Before finalising the report, verify:
- [ ] Executive summary captures overall assessment in 1-2 paragraphs
- [ ] All Key Points have academic grades assigned (A+ to F)
- [ ] All Identified Issues have Focus Area(s) tagged
- [ ] All Identified Issues have Criticality ratings assigned
- [ ] All Actions have Agile timelines (Now/This Sprint/Next Sprint/Backlog)
- [ ] Issue descriptions are clear with file paths and line numbers
- [ ] Action recommendations are specific and reference best practices
- [ ] Language-specific standards from Context7 have been validated
- [ ] Report is formatted in Markdown with proper headings and structure

## Guidelines for Academic Grading

**Grade Distribution Guidelines:**
- Most codebases should receive mostly B to A- grades
- Reserve A+ for truly exceptional code
- Use C and below only when significant issues exist
- Consider context: a startup MVP might warrant different standards than enterprise production code

**When to Upgrade/Downgrade:**
- Upgrade if code demonstrates exceptional patterns or innovative solutions
- Downgrade if issues are systemic or indicate lack of understanding of language fundamentals
- Consider the severity and impact of issues when assigning grades

## Criticality Assignment Rules

- Most issues should be **Medium** or **Low**
- Reserve **Critical** for genuine blockers only (security, data loss, broken functionality)
- Use **High** for issues that significantly impact the codebase or user experience
- When in doubt, downgrade the criticality

## Timeline Assignment Rules

- **Critical** issues → **Now**
- **High** issues → **This Sprint**
- **Medium** issues → **Next Sprint**
- **Low** issues → **Backlog**
- Consider team capacity and sprint goals when assigning timelines

The LLM won’t get it right the first time.
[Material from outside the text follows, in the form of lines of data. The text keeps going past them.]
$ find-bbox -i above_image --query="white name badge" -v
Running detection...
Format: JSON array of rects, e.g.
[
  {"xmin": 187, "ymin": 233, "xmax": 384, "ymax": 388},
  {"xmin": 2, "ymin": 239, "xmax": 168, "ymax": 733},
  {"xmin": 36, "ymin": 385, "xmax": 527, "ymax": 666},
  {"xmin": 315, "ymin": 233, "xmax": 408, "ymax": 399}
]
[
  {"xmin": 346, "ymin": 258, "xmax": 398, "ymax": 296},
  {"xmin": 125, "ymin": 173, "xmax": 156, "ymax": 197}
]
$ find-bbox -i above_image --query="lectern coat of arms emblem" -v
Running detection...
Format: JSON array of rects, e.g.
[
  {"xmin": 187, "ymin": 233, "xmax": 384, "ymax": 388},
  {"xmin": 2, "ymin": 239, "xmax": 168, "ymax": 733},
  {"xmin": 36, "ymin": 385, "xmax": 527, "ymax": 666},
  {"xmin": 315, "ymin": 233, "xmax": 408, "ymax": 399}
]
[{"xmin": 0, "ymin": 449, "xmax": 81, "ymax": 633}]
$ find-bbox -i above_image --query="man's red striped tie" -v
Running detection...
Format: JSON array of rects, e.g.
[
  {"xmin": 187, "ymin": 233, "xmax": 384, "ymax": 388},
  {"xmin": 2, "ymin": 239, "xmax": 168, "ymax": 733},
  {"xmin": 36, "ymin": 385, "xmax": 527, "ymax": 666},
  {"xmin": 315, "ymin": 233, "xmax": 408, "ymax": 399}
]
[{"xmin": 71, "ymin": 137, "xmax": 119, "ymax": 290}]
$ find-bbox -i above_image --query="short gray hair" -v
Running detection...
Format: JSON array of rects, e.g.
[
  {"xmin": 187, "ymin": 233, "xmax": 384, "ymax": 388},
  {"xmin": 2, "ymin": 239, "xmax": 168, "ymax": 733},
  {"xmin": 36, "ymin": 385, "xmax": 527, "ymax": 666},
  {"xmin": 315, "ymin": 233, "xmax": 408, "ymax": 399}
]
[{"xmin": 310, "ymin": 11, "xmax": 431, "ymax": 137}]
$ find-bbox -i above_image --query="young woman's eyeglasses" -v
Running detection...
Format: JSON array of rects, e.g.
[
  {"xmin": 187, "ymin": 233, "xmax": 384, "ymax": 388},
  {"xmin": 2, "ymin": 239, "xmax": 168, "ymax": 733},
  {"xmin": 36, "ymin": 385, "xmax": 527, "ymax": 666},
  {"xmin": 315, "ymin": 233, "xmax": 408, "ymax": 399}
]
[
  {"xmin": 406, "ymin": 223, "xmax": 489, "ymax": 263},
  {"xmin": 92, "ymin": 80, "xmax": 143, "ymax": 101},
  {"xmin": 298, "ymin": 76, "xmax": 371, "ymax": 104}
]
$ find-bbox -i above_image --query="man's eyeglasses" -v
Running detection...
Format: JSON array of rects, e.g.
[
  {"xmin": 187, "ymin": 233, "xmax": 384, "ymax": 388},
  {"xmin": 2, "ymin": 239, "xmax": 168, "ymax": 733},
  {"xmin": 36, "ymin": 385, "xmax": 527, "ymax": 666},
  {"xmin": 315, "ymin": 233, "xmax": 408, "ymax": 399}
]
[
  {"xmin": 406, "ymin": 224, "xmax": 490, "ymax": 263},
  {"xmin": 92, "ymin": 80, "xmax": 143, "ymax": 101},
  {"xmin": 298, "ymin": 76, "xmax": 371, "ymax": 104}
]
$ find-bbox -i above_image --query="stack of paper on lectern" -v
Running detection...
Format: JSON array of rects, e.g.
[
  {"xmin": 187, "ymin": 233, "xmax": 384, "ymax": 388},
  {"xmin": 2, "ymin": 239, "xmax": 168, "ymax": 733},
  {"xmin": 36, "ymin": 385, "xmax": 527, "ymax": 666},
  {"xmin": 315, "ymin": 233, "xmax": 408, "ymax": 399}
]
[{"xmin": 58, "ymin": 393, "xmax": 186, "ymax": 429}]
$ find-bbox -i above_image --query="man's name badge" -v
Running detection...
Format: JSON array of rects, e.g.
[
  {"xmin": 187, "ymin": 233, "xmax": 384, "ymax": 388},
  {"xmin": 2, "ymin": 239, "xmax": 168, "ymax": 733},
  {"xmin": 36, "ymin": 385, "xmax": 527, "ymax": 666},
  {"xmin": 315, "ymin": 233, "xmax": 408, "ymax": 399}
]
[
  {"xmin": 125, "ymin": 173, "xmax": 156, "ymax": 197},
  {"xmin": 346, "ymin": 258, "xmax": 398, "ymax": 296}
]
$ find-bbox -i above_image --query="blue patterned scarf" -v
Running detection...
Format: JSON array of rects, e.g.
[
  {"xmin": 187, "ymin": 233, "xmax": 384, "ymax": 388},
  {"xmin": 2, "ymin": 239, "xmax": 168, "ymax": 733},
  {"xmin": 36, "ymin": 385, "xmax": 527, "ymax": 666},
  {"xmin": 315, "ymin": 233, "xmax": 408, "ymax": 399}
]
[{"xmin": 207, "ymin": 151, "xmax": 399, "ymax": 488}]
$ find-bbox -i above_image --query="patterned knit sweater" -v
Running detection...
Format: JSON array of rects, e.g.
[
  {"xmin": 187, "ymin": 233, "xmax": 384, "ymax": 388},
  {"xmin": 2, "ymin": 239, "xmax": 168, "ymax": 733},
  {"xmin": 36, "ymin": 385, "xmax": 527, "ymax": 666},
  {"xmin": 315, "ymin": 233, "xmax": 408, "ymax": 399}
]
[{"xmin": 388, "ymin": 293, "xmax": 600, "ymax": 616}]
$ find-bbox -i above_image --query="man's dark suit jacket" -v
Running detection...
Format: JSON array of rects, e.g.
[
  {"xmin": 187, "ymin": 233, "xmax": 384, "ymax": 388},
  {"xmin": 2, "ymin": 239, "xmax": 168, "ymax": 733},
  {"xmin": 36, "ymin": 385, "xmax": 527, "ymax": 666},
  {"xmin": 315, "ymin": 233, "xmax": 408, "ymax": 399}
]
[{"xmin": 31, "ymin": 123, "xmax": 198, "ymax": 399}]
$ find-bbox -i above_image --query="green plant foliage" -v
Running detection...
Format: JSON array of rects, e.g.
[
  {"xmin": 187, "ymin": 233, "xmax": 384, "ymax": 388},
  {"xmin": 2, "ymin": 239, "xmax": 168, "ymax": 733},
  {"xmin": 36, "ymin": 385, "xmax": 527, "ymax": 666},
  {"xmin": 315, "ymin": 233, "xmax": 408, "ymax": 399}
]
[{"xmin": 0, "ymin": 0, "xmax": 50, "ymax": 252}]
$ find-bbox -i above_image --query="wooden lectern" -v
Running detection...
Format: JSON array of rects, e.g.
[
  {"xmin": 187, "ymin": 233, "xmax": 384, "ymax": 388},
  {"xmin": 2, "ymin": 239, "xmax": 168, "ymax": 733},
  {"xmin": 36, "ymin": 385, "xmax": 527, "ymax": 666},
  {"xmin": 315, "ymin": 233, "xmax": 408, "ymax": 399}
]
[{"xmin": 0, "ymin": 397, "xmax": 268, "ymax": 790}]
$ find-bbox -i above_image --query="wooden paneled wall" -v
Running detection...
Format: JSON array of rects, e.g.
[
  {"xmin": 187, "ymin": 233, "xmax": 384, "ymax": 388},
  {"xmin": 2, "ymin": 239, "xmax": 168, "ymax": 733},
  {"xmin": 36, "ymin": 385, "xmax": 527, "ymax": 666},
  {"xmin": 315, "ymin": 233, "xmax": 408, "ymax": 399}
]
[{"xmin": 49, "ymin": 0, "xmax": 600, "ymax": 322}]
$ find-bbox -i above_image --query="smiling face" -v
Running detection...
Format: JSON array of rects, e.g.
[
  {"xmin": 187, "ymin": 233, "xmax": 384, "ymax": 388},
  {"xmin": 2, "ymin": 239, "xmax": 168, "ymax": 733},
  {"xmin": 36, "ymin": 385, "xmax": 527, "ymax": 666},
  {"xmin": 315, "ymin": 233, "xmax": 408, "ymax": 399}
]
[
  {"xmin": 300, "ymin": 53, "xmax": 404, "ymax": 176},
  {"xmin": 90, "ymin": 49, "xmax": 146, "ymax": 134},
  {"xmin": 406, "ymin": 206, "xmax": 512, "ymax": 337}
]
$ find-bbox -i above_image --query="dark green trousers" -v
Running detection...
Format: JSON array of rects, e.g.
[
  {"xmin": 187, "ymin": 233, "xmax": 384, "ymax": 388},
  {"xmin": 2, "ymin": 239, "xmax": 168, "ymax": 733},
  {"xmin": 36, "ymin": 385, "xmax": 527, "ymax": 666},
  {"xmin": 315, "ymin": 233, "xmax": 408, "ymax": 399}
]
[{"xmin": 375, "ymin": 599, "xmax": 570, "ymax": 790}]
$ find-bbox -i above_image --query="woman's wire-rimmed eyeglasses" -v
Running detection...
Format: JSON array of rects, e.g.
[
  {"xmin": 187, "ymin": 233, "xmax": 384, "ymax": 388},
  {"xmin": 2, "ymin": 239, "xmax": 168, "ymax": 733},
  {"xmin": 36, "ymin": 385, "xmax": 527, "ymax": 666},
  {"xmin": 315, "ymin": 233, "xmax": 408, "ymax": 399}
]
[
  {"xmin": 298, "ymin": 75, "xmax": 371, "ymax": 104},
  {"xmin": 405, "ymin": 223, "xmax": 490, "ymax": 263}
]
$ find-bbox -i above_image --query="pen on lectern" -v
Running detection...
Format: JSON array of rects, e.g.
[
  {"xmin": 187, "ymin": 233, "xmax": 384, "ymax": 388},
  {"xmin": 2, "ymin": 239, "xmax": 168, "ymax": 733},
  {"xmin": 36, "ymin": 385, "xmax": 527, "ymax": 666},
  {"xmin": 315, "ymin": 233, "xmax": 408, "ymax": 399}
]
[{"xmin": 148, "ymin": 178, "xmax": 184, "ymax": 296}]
Review the skill and amend accordingly. You’ll find it’ll take a few iterations and uses of the skill to understand how you require certain items to be formatted. For example, add a ## Guidelines section to act as a global guidelines, if there isn’t one. You can add your preferred output language, ensuring ordered or bulleted lists end with a period (.), etc, to this section.

To summarise, Agent Skills are the bridge between LLM creativity and the consistency developers actually need. They aid in repeatable tasks, triggering when required and providing a deterministic output. Why don’t you give it a whirl and create your own?